Bromley Council has been urged to consider legal action in a bid to address  anti-social behaviour from rough sleepers in the borough.

Members were updated on the area’s homeless situation as winter approaches at a meeting of the Safer Bromley Partnership on Thursday.

Calvin Pearson from the authority’s housing division said eight rough sleepers were counted in the borough at the start of November – up from six in 2018 and five in 2017.

He said while the council and partnering authorities were continuing work to help homeless people get off the street, there remained a small number who “just do not wish to engage”.

Continued lack of engagement had led to some social issues, including instances of homeless people defecating in streets around the borough.

It prompted Metropolitan Police Superintendent Colin Carswell to urge the council to take stronger action.

“We surely cant have an individual defecating in the street like that,” he said, adding “there is an option of the local authority issuing a community protection notice…I’m a little bit bemused it’s not happening”.

A community protection notice (CPN) can be issued against a perpetrator of persistent antisocial behaviour. Failure to comply can lead to a fixed penalty notice, remedial action or a court order.
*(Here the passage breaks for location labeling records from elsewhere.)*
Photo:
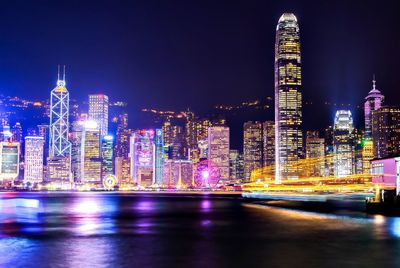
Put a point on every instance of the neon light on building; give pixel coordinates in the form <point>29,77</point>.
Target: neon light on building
<point>288,98</point>
<point>33,165</point>
<point>142,153</point>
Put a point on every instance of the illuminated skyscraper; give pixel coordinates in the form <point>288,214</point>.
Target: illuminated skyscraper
<point>98,111</point>
<point>142,153</point>
<point>315,153</point>
<point>17,132</point>
<point>159,156</point>
<point>9,162</point>
<point>90,155</point>
<point>107,156</point>
<point>343,144</point>
<point>59,161</point>
<point>33,160</point>
<point>178,174</point>
<point>288,99</point>
<point>59,122</point>
<point>386,131</point>
<point>268,143</point>
<point>373,102</point>
<point>174,138</point>
<point>252,147</point>
<point>122,172</point>
<point>218,150</point>
<point>76,147</point>
<point>236,165</point>
<point>123,136</point>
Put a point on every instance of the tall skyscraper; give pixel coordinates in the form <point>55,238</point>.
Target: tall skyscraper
<point>373,102</point>
<point>123,136</point>
<point>98,111</point>
<point>91,155</point>
<point>122,159</point>
<point>218,150</point>
<point>268,143</point>
<point>386,131</point>
<point>59,120</point>
<point>33,164</point>
<point>236,165</point>
<point>122,172</point>
<point>159,156</point>
<point>107,167</point>
<point>252,147</point>
<point>17,132</point>
<point>142,153</point>
<point>178,174</point>
<point>288,99</point>
<point>76,149</point>
<point>315,153</point>
<point>59,161</point>
<point>9,162</point>
<point>343,144</point>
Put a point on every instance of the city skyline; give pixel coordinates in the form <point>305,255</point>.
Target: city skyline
<point>195,134</point>
<point>341,84</point>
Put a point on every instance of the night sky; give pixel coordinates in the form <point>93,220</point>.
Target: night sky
<point>179,54</point>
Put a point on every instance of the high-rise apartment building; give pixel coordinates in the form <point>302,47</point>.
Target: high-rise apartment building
<point>288,98</point>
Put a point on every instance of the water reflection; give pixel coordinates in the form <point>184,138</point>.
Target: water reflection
<point>395,226</point>
<point>115,230</point>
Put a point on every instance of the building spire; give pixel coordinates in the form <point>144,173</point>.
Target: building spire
<point>373,83</point>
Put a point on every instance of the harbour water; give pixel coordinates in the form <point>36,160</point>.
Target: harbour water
<point>186,230</point>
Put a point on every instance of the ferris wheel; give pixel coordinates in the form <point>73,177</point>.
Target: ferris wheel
<point>207,174</point>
Supt Carswell said issuing notices would “force the individual into some form of legal process where they’re ordered to get help”.

“I’m not sure how it could not work because then that individual has to engage.”
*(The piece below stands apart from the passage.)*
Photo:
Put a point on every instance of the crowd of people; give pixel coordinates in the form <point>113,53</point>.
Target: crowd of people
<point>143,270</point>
He said he was “not proposing to criminalise them, but we would get them in the court system where they could be ordered”. 

Committee member Lynn Sellwood said she looked at it from a “safeguarding angle”.

“People who are living on the street are extremely vulnerable…the thought of someone living on the street dying this winter appalls me,” she told the borough, saying she backed the council exercising its “inherent jurisdiction”.

Her views were echoed by Sharon Baldwin, chair of the Bromley Safer Neighbourhood board. 

“As an affluent borough, we don’t have the same problem as inner-city London…we have to try something,” she said. 

“We can’t keep sitting at meetings like this and say we’re doing something and walk out there and keep seeing it.”